In Lloyd’s Underwriters v. Blue Mountain Log Sales Ltd., 2015 BCSC 630, the British Columbia Supreme Court considered whether an insurer was obligated to pay for pre-tender defence costs, meaning defence costs that were incurred by the insured prior to the insurer being put on notice of the claim. Blue Mountain, insured by Lloyd’s under a number of policies, was named as a defendant in an action in Washington State. Blue Mountain did not realize that the lawsuit might trigger coverage under its insurance policies and did not tender its defence to Lloyd’s for nearly two years after the litigation first arose.
During the two years from the start of the litigation to the time of giving notice to Lloyd’s, Blue Mountain incurred defence costs, which it argued Lloyd’s was obligated to pay despite its failure to give notice to Lloyd’s during that time.
Lloyd’s took the position that under the policy Blue Mountain had an obligation to provide timely notice, cooperate with Lloyd’s in their defence, and to not make any voluntary payments except at its own cost.

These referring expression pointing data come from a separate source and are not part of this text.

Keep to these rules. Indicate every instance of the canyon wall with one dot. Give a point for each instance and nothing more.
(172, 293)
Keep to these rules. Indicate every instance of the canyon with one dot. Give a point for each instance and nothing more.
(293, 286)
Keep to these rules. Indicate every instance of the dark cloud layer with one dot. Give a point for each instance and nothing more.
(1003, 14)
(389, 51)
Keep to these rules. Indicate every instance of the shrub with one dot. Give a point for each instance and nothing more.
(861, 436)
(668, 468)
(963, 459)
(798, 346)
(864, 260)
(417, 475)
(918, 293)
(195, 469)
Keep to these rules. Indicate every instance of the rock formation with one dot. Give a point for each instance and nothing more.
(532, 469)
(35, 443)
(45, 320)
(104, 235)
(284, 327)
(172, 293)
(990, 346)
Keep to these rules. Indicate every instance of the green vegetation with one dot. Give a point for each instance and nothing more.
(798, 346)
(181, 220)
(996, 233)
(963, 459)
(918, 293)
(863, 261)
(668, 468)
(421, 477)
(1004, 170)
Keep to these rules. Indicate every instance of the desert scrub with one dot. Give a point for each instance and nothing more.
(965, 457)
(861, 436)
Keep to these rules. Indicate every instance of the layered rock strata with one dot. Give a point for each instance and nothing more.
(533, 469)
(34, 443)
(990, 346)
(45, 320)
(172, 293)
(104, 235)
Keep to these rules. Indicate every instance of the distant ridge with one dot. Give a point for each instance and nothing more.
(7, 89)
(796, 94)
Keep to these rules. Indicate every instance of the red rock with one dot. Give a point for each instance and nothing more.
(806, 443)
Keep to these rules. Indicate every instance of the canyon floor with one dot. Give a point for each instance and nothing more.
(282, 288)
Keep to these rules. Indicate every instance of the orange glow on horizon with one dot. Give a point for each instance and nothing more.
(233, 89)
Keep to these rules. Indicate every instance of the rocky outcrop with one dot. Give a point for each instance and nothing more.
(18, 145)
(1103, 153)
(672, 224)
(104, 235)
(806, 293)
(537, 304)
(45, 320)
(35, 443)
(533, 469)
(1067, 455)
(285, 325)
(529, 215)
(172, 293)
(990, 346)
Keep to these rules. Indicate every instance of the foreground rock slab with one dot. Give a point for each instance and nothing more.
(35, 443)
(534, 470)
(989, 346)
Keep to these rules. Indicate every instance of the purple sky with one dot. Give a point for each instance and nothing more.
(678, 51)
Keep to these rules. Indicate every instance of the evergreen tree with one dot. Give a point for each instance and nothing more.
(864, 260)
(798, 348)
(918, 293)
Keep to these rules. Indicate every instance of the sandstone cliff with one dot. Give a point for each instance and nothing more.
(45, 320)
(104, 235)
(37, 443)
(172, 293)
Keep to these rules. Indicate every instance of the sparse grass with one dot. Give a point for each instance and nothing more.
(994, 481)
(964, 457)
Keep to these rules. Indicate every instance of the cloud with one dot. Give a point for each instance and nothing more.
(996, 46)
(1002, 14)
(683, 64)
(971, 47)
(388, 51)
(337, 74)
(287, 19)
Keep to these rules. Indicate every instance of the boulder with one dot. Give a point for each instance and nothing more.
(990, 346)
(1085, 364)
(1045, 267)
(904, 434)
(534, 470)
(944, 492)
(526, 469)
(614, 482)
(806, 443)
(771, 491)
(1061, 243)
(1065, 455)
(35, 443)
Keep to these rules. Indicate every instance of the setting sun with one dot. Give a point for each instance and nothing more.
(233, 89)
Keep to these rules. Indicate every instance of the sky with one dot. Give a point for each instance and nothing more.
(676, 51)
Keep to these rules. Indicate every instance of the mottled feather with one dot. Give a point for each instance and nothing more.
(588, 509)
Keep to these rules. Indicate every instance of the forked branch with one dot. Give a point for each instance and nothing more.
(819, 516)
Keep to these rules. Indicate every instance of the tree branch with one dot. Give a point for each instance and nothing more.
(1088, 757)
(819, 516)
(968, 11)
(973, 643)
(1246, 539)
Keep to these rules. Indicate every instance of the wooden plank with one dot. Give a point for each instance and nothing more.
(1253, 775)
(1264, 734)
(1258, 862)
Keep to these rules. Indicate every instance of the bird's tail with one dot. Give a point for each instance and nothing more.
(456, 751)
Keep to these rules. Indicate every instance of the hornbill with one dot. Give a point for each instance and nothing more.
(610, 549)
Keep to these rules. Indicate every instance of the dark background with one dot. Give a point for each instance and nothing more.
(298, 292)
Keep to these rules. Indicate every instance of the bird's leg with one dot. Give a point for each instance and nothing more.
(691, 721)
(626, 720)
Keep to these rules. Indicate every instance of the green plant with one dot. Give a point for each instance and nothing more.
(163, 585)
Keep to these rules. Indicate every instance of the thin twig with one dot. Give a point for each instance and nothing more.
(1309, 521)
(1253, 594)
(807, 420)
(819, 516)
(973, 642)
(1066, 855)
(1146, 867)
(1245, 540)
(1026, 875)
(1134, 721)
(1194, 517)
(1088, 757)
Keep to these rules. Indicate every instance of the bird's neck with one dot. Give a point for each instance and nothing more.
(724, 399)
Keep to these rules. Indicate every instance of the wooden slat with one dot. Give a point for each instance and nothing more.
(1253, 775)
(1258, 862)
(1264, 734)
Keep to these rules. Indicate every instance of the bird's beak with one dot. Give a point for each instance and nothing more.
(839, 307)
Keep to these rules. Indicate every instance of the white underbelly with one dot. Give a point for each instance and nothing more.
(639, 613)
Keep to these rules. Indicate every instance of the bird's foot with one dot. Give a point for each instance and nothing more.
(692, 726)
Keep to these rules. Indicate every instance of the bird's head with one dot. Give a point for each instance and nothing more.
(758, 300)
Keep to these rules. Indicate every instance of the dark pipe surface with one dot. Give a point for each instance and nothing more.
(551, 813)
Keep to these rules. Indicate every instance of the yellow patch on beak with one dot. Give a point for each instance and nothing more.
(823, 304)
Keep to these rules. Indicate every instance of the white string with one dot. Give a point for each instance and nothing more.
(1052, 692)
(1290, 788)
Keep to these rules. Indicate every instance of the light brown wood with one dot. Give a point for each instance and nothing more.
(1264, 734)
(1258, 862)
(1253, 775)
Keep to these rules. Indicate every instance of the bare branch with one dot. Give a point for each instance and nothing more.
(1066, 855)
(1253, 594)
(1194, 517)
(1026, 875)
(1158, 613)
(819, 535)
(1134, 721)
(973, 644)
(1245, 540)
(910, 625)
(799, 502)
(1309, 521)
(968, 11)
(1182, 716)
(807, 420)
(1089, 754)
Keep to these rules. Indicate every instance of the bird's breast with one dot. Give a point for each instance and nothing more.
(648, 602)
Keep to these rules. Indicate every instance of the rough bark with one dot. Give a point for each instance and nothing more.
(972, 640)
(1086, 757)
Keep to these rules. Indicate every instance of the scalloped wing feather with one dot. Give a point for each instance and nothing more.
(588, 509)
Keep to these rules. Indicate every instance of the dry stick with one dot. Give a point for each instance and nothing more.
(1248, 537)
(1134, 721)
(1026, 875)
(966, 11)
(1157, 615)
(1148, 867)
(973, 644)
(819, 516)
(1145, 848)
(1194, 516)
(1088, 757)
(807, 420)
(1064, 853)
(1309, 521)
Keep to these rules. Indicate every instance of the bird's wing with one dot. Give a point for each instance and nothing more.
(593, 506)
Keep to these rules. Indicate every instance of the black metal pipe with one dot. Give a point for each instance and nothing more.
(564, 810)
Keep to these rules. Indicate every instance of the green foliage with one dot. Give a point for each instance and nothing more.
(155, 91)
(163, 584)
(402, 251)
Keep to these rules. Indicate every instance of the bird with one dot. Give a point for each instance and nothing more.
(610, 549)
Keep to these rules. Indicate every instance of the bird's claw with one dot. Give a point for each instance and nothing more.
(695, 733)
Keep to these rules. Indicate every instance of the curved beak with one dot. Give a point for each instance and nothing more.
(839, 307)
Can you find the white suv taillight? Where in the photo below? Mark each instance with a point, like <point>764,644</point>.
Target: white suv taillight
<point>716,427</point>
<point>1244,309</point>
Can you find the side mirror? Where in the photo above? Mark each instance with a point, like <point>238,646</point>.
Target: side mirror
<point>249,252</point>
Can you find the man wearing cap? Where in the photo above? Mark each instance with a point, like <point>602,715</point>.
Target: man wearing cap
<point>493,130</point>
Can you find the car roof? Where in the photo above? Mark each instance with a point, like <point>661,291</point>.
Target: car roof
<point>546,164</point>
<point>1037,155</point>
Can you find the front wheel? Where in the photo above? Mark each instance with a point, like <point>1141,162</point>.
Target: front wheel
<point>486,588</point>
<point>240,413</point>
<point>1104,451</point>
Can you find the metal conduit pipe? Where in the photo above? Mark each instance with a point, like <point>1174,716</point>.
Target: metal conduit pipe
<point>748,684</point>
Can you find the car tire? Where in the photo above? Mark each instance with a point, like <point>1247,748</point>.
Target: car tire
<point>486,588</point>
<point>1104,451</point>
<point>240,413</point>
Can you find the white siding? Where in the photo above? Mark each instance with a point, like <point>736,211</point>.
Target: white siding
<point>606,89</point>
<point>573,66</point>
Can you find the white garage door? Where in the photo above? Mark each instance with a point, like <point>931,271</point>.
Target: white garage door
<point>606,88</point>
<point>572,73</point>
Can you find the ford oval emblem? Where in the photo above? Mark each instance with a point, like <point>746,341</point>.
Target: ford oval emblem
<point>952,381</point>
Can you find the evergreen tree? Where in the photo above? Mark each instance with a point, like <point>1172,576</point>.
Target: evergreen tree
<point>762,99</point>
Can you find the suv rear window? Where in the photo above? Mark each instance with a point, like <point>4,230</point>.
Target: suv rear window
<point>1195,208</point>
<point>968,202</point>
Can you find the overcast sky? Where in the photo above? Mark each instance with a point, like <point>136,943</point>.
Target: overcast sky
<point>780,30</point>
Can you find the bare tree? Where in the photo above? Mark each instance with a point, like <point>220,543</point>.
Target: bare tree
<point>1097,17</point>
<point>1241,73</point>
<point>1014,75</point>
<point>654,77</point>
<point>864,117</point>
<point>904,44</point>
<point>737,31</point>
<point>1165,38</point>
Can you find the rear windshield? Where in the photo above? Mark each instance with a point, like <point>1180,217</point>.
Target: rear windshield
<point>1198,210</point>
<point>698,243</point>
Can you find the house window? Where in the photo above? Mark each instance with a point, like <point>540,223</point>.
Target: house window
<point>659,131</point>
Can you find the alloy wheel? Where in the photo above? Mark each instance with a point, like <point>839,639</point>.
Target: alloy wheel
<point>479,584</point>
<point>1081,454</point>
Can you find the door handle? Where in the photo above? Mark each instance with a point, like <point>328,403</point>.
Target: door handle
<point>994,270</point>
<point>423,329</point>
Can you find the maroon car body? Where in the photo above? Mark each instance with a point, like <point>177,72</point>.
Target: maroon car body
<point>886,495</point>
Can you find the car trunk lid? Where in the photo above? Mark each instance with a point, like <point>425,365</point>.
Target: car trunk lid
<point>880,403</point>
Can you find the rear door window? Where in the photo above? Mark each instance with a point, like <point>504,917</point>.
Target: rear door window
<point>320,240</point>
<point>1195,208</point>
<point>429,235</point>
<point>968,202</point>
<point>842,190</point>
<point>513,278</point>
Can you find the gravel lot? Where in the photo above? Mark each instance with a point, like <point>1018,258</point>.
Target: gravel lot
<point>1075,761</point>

The insurer’s position was that the failure of Blue Mountain to give timely notice of the claim was a breach of a condition precedent and the insurer could not be responsible for defence costs of which it was not aware. However, Lloyd’s did not seek to deny coverage entirely. Rather, they argued that coverage for defence costs only arose at the time of notice. Timely notice was the condition and triggering event for Lloyd’s’ duty to defend the claim.
Blue Mountain argued that Lloyd’s was responsible for its pre-tender defence costs unless it could prove that its late notice amounted to a breach of a policy condition, and that it was not entitled to relief from forfeiture.
The court considered whether the failure to give timely notice was merely imperfect compliance, as opposed to non-compliance with the policy. The court held that the weight of Canadian authority supported that a breach of a notice provision is generally treated as imperfect compliance rather than non-compliance. Therefore, the imperfect compliance was subject to relief from forfeiture, as per the relevant provisions of the Insurance Act and Law and Equity Act.
The court held that unless the late notice caused real prejudice to the insurer, it could not avoid pre-tender expenses because, otherwise, the insurer may avoid expenses for which it received a premium from the Insured, effectively, “getting something for nothing.” The court held that viewing late notice as imperfect compliance afforded an opportunity to accurately adjust the equities between the parties.
In light of the fact that there was no real prejudice to Lloyd’s as a result of the Blue Mountain’s failure to give timely notice, the court held that Lloyd’s could not avoid the pre-tender defence costs.